A conscientious objector, he refuses to use a weapon, which confuses his tough drill Sergeant (Vince Vaughn) and infuriates other recruits in his barracks. Refusing to quit boot camp, pious Doss is threatened with a court martial because he won’t obey Army regulations.

Then his platoon is shipped out to the Pacific island of Okinawa, where they’re ordered to take Hacksaw Ridge, a steep, 35-foot cliff upon which the Japanese have been hunkered down in bunkers.

Complete with flamethrowers and flying bodies, savage battles ensue, after which Dawes reveals remarkable courage. Instead of retreating, he stays atop the Ridge for five hours, bravely retrieving one wounded comrade after another, praying, “Lord, help me get just one more…”

Following “The Man Without a Face,” “Braveheart, “The Passion of the Christ” and “Apocalypto,” this is Gibson’s fifth film as director, and there’s no denying his talent as he places this avowed pacifist amid a bloody spectacle.

Although it’s often difficult separating the artist from his work, one might interpret casting Jewish Andrew Garfield as an act of atonement for Gibson’s virulent anti-Semitic ranting. Plus, there’s an obvious connection with war-obsessed Gibson, since his father moved the family to Australia to avoid his sons being drafted to serve in Vietnam.

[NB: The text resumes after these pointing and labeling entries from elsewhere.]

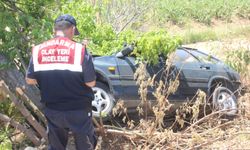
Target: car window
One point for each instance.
(183, 56)
(203, 57)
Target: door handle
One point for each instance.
(204, 67)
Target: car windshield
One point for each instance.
(183, 56)
(203, 57)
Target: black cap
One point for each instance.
(68, 18)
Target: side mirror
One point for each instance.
(125, 52)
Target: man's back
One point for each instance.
(58, 69)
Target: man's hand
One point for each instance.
(91, 84)
(31, 81)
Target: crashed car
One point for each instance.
(195, 69)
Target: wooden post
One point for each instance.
(28, 102)
(28, 132)
(27, 115)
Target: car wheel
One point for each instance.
(103, 101)
(224, 99)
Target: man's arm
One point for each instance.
(88, 70)
(30, 77)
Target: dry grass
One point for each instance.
(212, 131)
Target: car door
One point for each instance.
(194, 74)
(127, 68)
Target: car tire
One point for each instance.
(103, 101)
(223, 98)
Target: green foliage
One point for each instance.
(193, 37)
(5, 143)
(238, 59)
(155, 43)
(178, 11)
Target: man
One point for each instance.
(65, 73)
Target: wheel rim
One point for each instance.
(226, 101)
(101, 102)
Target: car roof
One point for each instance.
(194, 49)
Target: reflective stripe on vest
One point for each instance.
(58, 54)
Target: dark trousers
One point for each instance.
(79, 122)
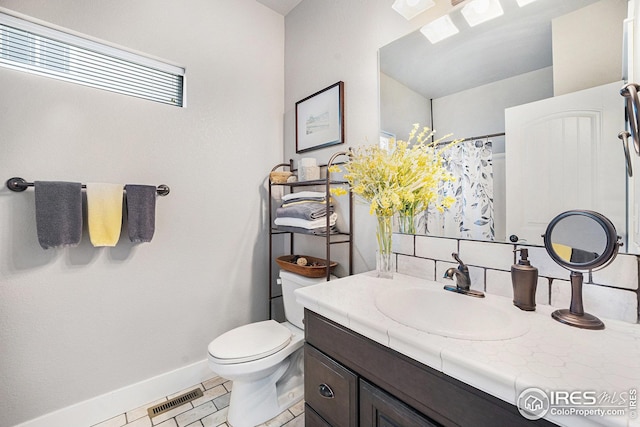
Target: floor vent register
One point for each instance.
(163, 407)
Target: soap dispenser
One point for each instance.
(524, 278)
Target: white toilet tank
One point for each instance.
(293, 311)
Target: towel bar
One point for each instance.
(19, 184)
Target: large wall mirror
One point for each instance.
(535, 94)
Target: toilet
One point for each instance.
(264, 360)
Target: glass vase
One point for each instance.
(384, 258)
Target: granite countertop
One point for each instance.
(551, 356)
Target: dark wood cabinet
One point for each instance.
(394, 390)
(330, 388)
(380, 409)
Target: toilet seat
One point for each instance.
(249, 342)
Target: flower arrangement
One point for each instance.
(405, 178)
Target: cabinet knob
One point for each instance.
(325, 391)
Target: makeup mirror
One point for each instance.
(580, 241)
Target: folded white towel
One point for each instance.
(305, 223)
(304, 194)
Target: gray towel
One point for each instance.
(310, 210)
(315, 231)
(58, 213)
(141, 212)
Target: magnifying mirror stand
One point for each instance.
(575, 315)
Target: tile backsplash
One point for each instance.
(610, 293)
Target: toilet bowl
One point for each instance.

Working from Andrew Knight and Robert Schenkkan’s cliché-riddled script, Gibson elicits fine performances, including Teresa Palmer as Dawes’ wife, Hugo Weaving as Dawes’ alcoholic father and Rachel Griffiths as his abused mother

The conclusion is lifted from Terry Benedict’s documentary “The Conscientious Objector” (2004).

On the Granger Movie Gauge of 1 to 10, “Hacksaw Ridge” is an intense, viscerally stunning 7. Idealized and idiosyncratic, it illuminates the first conscientious objector awarded the Medal of Honor.